Companies unlikely to get transition credit for cesses paid earlier

The government is set to amend the goods and services tax (GST) law to explicitly state that no transition credit can be availed in lieu of cesses paid under the previous tax regime, a move that comes after companies claimed hundreds of crores of rupees as transition credit in lieu of Swachh Bharat Cess and Krishi Kalyan Cess.

Although the government had made it clear at the outset that no transition credit would be available after implementation of the GST regime, some companies took refuge in lack of clarity in law to claim credit against cesses.

The GST Council had at its meeting last week approved changes to the GST law suggested by the law review committee. These will now be vetted by the legislative department, approved by the GST Council and brought in as amendment bill in the second half of the budget session, the official said. The GST regime, which kicked in on July 1, 2017, replaced 43 central and state government taxes and cesses. The regime allows tax credit on stock purchased during the previous tax regime.

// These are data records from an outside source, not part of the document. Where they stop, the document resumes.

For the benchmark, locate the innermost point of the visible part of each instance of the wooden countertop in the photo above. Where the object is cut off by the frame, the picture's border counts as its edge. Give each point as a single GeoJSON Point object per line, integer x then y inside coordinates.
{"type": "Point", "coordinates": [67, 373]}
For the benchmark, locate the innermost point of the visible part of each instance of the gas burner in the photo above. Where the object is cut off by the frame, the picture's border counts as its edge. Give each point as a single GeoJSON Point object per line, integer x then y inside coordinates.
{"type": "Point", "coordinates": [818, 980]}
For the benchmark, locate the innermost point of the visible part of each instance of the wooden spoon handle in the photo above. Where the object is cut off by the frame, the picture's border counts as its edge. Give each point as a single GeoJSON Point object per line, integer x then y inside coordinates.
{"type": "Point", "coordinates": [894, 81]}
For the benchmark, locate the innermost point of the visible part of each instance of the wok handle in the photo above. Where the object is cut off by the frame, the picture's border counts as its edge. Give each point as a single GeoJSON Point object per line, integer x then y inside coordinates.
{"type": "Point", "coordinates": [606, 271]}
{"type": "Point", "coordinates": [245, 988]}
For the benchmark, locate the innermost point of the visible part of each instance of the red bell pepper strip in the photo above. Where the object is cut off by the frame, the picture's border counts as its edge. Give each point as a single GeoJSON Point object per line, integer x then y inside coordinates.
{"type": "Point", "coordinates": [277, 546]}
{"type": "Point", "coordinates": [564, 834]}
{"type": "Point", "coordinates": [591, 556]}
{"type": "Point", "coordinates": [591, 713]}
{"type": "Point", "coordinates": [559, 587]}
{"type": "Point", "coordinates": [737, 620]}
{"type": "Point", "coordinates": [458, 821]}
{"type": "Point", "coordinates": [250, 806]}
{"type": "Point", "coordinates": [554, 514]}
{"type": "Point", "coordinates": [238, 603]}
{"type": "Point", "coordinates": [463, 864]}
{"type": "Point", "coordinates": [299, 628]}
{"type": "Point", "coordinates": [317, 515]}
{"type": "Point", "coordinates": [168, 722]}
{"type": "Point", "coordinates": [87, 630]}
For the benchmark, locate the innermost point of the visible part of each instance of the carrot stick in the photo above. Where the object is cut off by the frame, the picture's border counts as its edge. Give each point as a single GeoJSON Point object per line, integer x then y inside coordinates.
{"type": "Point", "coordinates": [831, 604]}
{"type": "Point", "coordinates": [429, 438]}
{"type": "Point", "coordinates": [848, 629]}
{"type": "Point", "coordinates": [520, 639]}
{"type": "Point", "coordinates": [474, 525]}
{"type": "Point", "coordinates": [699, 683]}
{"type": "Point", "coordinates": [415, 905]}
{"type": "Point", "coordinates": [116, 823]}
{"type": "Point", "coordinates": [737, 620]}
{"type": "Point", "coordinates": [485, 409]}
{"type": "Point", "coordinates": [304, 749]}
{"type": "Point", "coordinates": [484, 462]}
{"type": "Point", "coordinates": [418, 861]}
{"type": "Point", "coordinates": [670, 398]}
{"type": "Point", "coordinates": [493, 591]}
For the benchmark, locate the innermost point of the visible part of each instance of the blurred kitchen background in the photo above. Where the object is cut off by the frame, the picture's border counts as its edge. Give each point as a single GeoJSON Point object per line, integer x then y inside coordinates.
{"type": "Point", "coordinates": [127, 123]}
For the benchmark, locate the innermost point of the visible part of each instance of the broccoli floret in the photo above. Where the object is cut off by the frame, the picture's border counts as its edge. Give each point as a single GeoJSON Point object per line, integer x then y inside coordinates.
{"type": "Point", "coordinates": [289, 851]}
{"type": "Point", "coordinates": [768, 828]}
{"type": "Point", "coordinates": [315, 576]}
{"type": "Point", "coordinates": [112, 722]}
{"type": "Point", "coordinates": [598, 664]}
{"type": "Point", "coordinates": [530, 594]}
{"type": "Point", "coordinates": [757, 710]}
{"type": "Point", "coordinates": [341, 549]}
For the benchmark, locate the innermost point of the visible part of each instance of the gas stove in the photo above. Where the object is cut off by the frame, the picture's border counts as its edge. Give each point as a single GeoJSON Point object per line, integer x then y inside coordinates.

Some companies, however, included cess as part of transition credit claims when they filed returns, citing lack of clarity on the issue. As much as Rs 65,000 crore out of the nearly Rs 95,000 crore tax collections in July – the first month of GST – was claimed as transitional credit by taxpayers, prompting the Central Board of Excise and Customs to order a scrutiny of the claims. The apex indirect taxes body asked tax officials to verify GST transitional credit claims of over Rs 1 crore made by 162 entities.

Tax experts said the issue may trigger a spurt in litigation. “From a policy point of view, cesses which were allowed as credit under the earlier laws should be permitted as a carry forward credit under transition provisions. Education cess and Krishi Kalyan cess fall under that category, though Krishi Kalyan cess was only allowed as credit to service providers,” said Pratik Jain, indirect taxes leader, PwC.

Jain said while credit for clean energy cess was not available (which got replaced by compensation cess), it should have been allowed under GST law to avoid double taxation, similar to credit of excise duty allowed to traders, under the transition provisions. “This change would effectively tantamount to retrospective amendment of law and is likely to go to courts,” he said.